Untuk memastikanya, ia pun melakukan pemantauan secara langsung di beberapa sekolah di Kota Yogya. Dari hasil pemantauan yang ia lakukan, ia menilai, PPDB di Yogya tahun ini jauh lebih baik dibanding tahun-tahun sebelumnya. "Tahun ini semua berjalam lancar. Kami juga tidak menemukan adanya kecurangan yang berarti," kata dia.
Meskipun, ia sempat menemukan adanya oknum di Sleman yang meminta pungutan liar (pungli) kepada calon siswa. Namun ternyata oknum itu tidak jadi melakukan aksinya.

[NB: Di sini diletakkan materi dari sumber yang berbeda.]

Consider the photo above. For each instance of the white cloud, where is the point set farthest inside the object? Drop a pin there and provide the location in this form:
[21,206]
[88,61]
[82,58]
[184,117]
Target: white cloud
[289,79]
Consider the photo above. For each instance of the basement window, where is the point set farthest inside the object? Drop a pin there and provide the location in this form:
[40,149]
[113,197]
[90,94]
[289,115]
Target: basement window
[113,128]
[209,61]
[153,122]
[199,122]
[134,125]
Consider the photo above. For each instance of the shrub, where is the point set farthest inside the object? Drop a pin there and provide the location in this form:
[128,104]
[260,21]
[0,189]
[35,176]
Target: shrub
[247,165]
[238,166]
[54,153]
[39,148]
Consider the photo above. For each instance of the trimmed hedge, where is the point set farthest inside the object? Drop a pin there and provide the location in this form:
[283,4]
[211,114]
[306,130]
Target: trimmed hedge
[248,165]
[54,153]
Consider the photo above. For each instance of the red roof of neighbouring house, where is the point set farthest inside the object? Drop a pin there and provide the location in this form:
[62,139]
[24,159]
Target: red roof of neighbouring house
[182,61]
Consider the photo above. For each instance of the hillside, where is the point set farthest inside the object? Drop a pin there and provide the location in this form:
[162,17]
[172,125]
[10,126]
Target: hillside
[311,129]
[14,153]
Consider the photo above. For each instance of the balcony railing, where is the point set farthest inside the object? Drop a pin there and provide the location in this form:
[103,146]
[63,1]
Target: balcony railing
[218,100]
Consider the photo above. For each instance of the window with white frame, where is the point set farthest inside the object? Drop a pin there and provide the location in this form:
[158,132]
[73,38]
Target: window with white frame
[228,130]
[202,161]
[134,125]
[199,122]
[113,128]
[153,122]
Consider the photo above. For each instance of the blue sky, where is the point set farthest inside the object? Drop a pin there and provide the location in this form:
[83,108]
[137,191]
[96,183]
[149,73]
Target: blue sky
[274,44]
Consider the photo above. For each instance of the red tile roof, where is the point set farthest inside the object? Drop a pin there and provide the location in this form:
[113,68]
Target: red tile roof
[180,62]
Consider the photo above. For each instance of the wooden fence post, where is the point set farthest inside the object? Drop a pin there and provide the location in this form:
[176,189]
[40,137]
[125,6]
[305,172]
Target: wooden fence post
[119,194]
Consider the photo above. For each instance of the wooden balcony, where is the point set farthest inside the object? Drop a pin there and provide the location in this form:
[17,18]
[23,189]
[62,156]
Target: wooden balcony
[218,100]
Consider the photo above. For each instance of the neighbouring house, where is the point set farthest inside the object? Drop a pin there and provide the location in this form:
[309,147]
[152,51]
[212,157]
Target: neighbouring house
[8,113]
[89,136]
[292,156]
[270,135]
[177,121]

Ia mengatakan, pungli itu dialami oleh salah satu siswa yang diberi iming-iming untuk mendapat kepastian diterima di salah satu sekolah favorit. Namun setelah dilaporkan, ternyata oknum itu mengembalikan seluruh uang hasil dari pungli tersebut.

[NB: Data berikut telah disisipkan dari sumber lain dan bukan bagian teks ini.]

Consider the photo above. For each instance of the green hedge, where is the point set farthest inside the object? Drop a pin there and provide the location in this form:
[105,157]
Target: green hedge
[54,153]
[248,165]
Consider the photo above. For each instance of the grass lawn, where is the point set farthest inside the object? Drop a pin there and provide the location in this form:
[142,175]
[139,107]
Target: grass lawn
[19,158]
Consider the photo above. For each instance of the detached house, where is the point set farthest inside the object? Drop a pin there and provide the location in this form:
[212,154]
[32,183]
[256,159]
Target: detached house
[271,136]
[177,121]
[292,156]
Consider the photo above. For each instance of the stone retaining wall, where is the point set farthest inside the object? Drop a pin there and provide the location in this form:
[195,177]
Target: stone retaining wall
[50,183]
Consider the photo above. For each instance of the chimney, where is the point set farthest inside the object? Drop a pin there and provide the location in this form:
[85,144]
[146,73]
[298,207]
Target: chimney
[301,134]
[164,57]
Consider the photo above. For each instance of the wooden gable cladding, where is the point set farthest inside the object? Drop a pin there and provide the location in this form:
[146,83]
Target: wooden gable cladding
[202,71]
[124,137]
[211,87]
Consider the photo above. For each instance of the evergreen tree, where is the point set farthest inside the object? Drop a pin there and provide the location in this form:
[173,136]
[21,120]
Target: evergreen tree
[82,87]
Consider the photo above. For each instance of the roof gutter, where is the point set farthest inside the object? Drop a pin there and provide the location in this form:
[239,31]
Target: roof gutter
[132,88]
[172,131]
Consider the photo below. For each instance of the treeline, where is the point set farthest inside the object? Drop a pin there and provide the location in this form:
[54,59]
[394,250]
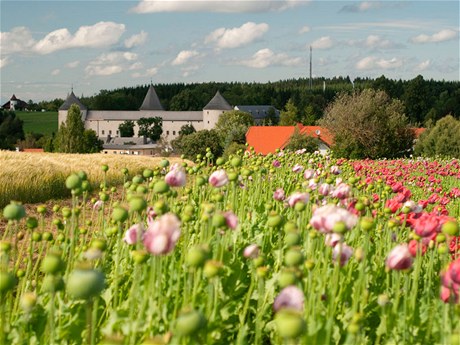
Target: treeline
[425,101]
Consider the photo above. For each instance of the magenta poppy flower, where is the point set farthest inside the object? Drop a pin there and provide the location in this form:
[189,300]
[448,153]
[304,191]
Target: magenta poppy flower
[399,258]
[162,234]
[134,233]
[218,178]
[291,297]
[176,176]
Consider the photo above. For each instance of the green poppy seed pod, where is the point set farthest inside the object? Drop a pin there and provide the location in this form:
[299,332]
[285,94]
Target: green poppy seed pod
[14,211]
[286,278]
[212,268]
[161,187]
[28,301]
[73,182]
[119,214]
[292,239]
[52,264]
[137,204]
[7,282]
[293,257]
[189,323]
[85,283]
[289,323]
[52,283]
[450,228]
[196,257]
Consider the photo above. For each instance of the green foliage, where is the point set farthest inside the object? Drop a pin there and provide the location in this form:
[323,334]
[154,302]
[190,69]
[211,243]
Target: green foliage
[299,141]
[441,140]
[11,129]
[150,127]
[232,127]
[126,129]
[288,116]
[368,124]
[196,143]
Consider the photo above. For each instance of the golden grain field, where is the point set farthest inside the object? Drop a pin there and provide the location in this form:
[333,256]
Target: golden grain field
[37,177]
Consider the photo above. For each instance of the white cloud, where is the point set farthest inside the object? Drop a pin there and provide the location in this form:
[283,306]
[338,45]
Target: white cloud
[371,62]
[304,29]
[101,34]
[184,56]
[236,37]
[4,61]
[17,40]
[73,64]
[441,36]
[266,57]
[373,41]
[422,66]
[111,63]
[324,42]
[225,6]
[136,40]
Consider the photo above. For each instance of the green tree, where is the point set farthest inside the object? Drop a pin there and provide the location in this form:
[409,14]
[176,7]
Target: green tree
[232,127]
[196,143]
[299,141]
[289,114]
[126,129]
[11,129]
[443,139]
[70,136]
[368,124]
[150,127]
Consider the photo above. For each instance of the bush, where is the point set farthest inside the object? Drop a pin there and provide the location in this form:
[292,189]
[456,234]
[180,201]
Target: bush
[368,125]
[443,139]
[196,143]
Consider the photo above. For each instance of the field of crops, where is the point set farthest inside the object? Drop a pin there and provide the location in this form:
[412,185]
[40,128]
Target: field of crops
[291,248]
[45,123]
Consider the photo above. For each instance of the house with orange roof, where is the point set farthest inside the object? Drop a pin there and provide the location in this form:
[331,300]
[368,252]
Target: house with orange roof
[267,139]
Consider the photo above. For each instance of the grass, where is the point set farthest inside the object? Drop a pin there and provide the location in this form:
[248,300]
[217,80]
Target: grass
[38,177]
[39,122]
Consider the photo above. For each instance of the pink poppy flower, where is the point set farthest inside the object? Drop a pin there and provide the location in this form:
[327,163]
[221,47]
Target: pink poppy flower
[176,176]
[291,297]
[133,233]
[162,235]
[399,258]
[218,178]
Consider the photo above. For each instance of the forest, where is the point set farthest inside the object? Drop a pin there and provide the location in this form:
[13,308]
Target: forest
[426,101]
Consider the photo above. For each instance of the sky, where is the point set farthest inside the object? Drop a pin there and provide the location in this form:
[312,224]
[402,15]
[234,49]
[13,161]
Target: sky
[48,48]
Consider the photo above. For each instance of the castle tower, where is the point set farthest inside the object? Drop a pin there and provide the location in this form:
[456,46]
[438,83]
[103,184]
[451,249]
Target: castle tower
[64,108]
[151,100]
[214,109]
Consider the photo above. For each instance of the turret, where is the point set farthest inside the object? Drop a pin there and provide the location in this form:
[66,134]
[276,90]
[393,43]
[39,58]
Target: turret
[214,109]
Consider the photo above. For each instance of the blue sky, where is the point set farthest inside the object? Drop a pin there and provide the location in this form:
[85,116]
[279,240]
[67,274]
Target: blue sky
[47,47]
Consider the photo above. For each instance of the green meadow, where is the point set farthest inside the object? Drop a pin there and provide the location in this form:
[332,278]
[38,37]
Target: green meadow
[39,122]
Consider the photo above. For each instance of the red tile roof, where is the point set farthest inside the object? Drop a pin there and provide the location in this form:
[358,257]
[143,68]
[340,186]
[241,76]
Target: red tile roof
[266,139]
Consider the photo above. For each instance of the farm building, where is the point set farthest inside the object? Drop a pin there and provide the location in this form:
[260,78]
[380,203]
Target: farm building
[106,122]
[267,139]
[15,104]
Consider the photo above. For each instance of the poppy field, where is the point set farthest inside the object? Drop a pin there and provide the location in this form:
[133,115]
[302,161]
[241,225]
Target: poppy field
[288,248]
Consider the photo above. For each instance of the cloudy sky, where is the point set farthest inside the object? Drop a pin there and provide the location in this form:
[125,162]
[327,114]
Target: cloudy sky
[49,46]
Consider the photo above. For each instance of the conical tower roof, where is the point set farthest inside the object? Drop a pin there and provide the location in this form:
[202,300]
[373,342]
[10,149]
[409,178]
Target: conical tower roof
[72,99]
[218,102]
[151,100]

Menurut Baharudin, persoalan dalam PPDB berpotensi terus terjadi karena adanya oknum yang ingin memanfaatkan celah yang ada. "Oknum itu bisa dari internal maupun eksternal," kata dia.
Oleh karena itu, ia pun menilai, untuk terus menekan adanya penyalahgunaan, diperlukan pembenahan sistem yang optimal serta pemberian sanksi yang tegas kepada setiap oknum yang terlibat.

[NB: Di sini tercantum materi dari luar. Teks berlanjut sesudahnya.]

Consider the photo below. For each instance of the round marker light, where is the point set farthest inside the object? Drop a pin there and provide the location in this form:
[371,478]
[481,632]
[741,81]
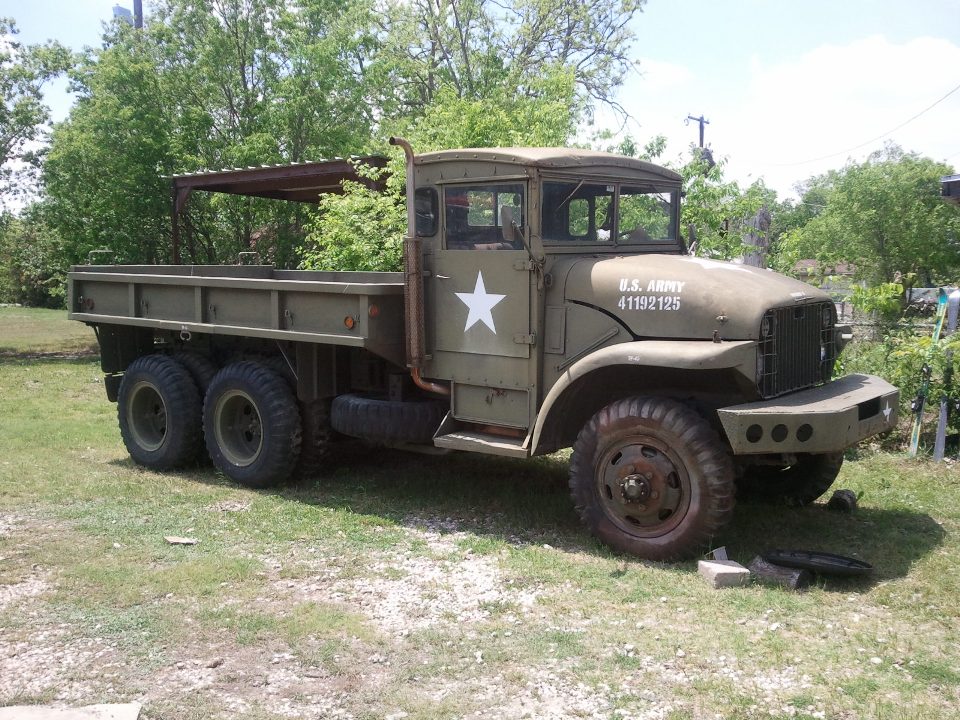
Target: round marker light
[766,326]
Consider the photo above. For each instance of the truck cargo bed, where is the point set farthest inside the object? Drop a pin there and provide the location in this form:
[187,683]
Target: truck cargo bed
[356,309]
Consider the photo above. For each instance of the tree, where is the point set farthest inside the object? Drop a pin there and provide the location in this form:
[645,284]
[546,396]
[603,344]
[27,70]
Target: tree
[24,69]
[479,48]
[205,85]
[32,271]
[884,217]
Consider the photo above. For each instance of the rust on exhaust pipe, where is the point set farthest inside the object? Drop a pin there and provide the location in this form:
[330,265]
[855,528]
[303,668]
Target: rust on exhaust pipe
[413,284]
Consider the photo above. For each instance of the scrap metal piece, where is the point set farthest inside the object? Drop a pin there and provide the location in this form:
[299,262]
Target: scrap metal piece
[786,577]
[843,501]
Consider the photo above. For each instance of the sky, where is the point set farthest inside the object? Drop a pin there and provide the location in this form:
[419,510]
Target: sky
[791,88]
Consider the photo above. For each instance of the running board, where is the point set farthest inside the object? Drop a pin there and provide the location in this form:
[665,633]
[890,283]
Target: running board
[481,442]
[452,435]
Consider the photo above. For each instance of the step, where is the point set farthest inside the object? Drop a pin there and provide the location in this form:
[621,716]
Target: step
[472,441]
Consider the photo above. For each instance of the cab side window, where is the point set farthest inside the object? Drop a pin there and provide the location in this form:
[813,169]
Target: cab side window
[484,217]
[577,212]
[425,202]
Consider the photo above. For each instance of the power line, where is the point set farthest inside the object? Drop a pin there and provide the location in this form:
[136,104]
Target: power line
[872,140]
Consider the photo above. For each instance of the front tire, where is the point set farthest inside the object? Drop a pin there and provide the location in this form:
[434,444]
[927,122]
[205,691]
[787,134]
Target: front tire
[650,477]
[158,409]
[252,425]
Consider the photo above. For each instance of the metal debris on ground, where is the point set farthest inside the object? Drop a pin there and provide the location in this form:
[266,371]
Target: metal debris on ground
[843,501]
[770,574]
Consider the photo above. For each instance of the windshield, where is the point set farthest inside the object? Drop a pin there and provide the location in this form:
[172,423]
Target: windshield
[582,212]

Demi mengincar sekolah yang didambakan, masih terdapat celah yang dapat menimbulkan penyalahgunaan. Celah itu dilakukan melalui penerapan sistem zonasi serta melalui penyalahgunaan Surat Keterangan Tidak Mampu (SKTM).
Untuk oknum yang menggunakan celah dengan penyalahgunaan SKTM, Baharudin menyebutnya sebagai langkah 'memiskinkan diri'. Karena, jalur penerimaan dengan SKTM ini memang berpotensi digunakan oleh orang yang sebenarnya mampu secara ekonomi namun berpura-pura miskin demi dapat diterima di sekolah yang diidamkan.
"Tahun lalu kami menemukan penyalahgunaan ini. Namun tahun ini kami tidak menemukanya sama sekali, ini merupakan perubahan yang positif," ujarnya.
Ia menilai, kecurangam tahun ini dapat diminimalisir berkat penggunaan sistem online yang cukup baik. Bahkan, demi kelancaran penggunaan sistem itu, hampir seluruh sekolah menganggarkan dana untuk penyewaan genset.
Genset itu mutlak diperlukan dalam langkah antisipasi jika terdapat gangguan aliran listrik. Dengan adanya genset, maka potensi persoalan yang dapat mengganggu sistem online dapat diminimalisir.
"Saya sangat mengapresiasi langkah ini," ucap dia. Meski anggatan penyewaan genset menggunakan dana dari Bantuan Operasional Sekolah (BOS), namun ia menilai itu merupakan penggunaan anggaran yang masih sesuai dengan koridornya.